Il est certain que La Jetée soit un film, bien que, formellement parlant, l’objet n’ait rien d’orthodoxe : car il présente la particularité d’être composé (presque) entièrement de photographies inanimées se succèdant sans esbroufe, suivant le fil d’une narration parlée (le film ne contient aucun dialogue).  Un seul plan-séquence brise cette parfaite continuité (justifiant le «presque» de la phrase précédente) : plan-séquence d’ailleurs très court, quelques secondes à peine, et que nous mettrons temporairement entre parenthèses le temps d’une petite expérience.  Ce qui nous occupe, pour l’instant, c’est le constat suivant : Dussions-nous posséder chaque image de La Jetée (et ce ne serait pas bien difficile, comme on le verra), il nous serait possible, à l’aide de logiciels à la portée de chacun (voire : d’un appareil à diapositives, si on a ce côté «vieille école») de monter soi-même son propre diaporama maison ; nous scanderions nous-mêmes la narration, sans omettre un mot du texte — et ce faisant, nous aurions reconstitué, à toutes fins pratiques, une Jetée très similaire, pour ne pas dire équivalente (mais non identique), à l’originale.

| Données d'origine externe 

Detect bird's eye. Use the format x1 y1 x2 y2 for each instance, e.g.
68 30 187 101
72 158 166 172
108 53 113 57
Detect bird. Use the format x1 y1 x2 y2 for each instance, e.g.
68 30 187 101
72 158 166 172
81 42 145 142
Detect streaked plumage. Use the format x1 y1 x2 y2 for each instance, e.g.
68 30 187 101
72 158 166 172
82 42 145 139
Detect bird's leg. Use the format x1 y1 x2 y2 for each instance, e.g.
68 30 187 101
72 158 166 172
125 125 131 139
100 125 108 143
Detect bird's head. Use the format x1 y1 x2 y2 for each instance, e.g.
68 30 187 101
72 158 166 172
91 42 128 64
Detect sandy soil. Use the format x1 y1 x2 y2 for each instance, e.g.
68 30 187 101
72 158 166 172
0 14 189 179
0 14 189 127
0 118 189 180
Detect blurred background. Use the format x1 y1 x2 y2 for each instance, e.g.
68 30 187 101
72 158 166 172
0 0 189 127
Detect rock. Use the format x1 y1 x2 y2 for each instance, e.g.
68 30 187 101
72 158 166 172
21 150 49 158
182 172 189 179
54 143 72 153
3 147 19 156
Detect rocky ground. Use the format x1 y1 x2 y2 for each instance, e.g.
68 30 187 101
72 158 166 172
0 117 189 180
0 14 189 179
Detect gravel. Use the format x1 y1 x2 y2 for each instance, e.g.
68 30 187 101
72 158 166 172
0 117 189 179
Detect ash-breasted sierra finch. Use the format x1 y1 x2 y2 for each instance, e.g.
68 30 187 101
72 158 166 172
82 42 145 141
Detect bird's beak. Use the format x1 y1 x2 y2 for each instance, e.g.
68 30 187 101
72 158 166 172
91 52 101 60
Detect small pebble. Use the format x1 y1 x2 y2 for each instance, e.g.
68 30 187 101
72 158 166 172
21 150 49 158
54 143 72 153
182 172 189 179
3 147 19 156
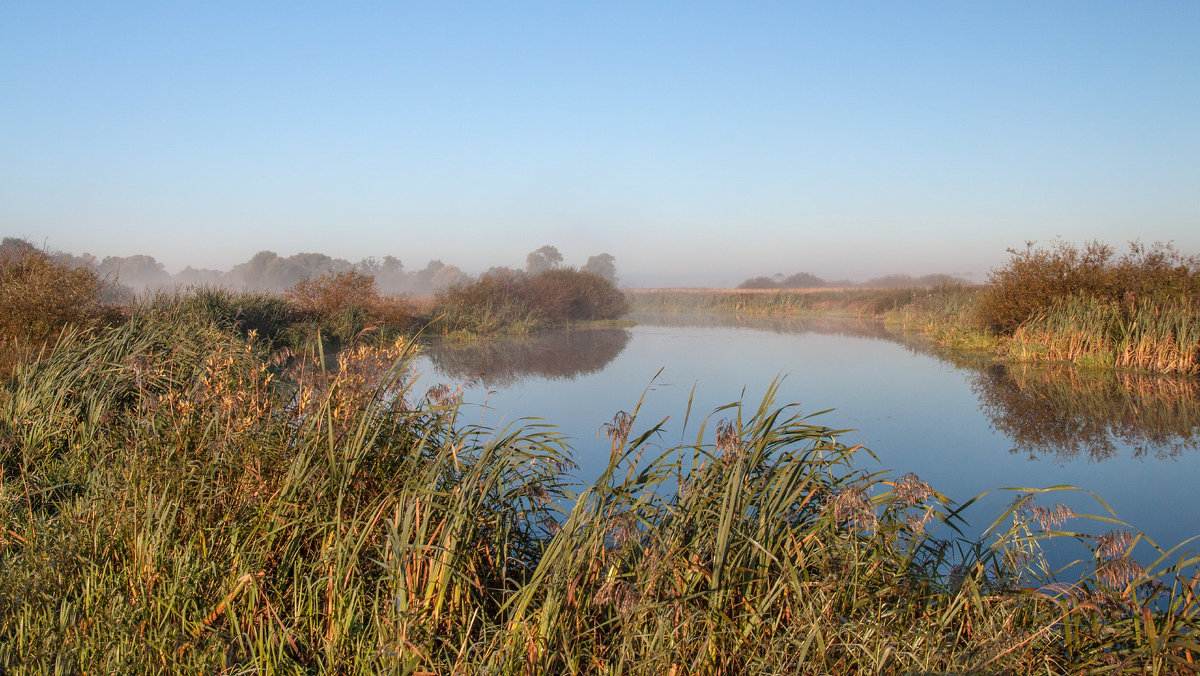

Résumons donc : nous avons sous la main un objet aux visées artistiques composé d’images fixes formant un récit séquentiel appuyé d’un texte narratif.  À quoi ça vous fait penser ?

Bien en sécurité dans notre laboratoire narratologique aux cloisons étanches, le nez dans notre définition rigoureuse, nous arrivons invariablement à la conclusion suivante : La Jetée n’est à l’évidence rien d’autre qu’une bande dessinée.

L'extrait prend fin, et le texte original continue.